In 1867, thanks to a recommendation from Professor Diego Barros Arana, he was granted a scholarship by President José Joaquín Pérez, which enabled him to continue his studies in Europe. When he arrived in Paris, he was able to join the medallion workshop of the sculptor, Jean-Baptiste Farochon. Two years later, he entered the École nationale supérieure des Beaux-Arts, where he studied with Auguste Dumont and Eugène Guillaume.

Due to the Franco-Prussian War, he had to leave Paris; travelling to Belgium, England and Italy. While in Italy, he took time to study; notably with Giuseppe Mancinelli, a friend of the former Director of the Academia de Pintura in Santiago, Alejandro Ciccarelli. Once the situation in France had returned to normal, he went back to Paris and resumed his studies. He returned to Chile in 1876; bringing with him over forty works, including small sculptures, bas-reliefs and medallions.

This direct contact with European art was the decisive factor in creating his artistic personality. He made considerable effort to collect photographs and reproductions for his studio; as graphic documentation. His students were charged with visiting as many museums as possible and making note of what they saw there.

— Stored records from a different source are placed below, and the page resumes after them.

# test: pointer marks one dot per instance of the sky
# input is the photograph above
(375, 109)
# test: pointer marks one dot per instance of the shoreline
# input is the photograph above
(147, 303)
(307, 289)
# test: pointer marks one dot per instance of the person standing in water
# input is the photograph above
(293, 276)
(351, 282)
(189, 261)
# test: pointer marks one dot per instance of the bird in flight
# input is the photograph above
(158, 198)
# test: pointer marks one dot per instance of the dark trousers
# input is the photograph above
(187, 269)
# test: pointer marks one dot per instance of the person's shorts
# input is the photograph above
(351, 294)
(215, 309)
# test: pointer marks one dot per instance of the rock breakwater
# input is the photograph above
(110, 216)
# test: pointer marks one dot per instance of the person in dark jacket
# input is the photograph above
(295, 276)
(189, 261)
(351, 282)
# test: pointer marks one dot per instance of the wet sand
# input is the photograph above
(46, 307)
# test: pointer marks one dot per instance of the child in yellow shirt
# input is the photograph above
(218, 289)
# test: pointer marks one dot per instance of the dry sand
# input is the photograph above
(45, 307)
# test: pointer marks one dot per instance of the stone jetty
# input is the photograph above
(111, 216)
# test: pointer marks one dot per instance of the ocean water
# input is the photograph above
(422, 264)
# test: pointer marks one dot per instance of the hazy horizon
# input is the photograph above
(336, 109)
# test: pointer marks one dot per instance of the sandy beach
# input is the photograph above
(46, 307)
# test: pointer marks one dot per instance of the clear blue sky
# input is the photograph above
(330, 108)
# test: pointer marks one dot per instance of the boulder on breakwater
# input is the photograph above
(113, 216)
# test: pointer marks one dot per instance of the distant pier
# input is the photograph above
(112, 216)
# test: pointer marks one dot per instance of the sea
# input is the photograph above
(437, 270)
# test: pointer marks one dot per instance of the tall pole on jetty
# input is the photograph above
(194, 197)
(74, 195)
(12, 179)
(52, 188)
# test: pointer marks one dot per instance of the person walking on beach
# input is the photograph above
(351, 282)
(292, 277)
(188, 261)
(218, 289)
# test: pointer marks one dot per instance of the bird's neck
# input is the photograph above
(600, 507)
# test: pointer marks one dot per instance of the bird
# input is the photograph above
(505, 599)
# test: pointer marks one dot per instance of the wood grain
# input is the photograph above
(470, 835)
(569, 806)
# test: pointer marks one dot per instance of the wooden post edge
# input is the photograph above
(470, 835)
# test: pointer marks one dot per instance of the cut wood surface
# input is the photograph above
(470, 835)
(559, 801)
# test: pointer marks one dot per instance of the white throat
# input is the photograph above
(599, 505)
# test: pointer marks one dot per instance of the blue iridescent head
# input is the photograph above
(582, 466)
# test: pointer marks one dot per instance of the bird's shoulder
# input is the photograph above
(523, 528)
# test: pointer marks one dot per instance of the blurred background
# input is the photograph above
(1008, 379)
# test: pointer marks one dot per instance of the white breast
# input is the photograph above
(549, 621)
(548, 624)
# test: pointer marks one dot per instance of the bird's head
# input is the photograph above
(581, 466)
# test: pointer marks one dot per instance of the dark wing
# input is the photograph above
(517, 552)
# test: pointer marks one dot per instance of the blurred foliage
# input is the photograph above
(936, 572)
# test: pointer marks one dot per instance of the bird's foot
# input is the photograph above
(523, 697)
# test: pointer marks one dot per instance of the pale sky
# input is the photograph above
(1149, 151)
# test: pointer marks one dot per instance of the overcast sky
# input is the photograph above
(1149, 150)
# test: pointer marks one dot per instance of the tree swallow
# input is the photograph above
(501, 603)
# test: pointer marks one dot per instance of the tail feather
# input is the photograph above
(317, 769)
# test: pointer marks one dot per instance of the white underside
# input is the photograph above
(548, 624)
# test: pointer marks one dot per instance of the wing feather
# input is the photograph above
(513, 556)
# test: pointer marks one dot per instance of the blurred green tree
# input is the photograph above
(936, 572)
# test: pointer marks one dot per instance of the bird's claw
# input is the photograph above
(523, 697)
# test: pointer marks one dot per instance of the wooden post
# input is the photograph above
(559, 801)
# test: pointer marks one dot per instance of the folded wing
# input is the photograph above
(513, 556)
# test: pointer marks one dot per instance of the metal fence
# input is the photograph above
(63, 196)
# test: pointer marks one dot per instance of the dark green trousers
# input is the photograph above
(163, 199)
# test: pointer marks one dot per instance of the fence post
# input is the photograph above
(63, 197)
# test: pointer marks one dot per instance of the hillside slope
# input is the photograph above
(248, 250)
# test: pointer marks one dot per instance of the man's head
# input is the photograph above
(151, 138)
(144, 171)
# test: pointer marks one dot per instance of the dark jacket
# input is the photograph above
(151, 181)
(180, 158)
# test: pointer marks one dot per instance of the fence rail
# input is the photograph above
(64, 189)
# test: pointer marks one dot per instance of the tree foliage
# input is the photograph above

He also experienced intellectual stimulation, which resulted in work as a writer and chronicler; all devoted to the dissemination of art. His many journalistic collaborations included work with Las veladas literarias (Literary Evenings) and El Ferrocarril (The Railroad). Later, he helped to create the art journals, El San Lunes (On Monday) and El Taller Ilustrado (The Illustrated Workshop, 1885). The latter was Chile's first publication devoted entirely to art.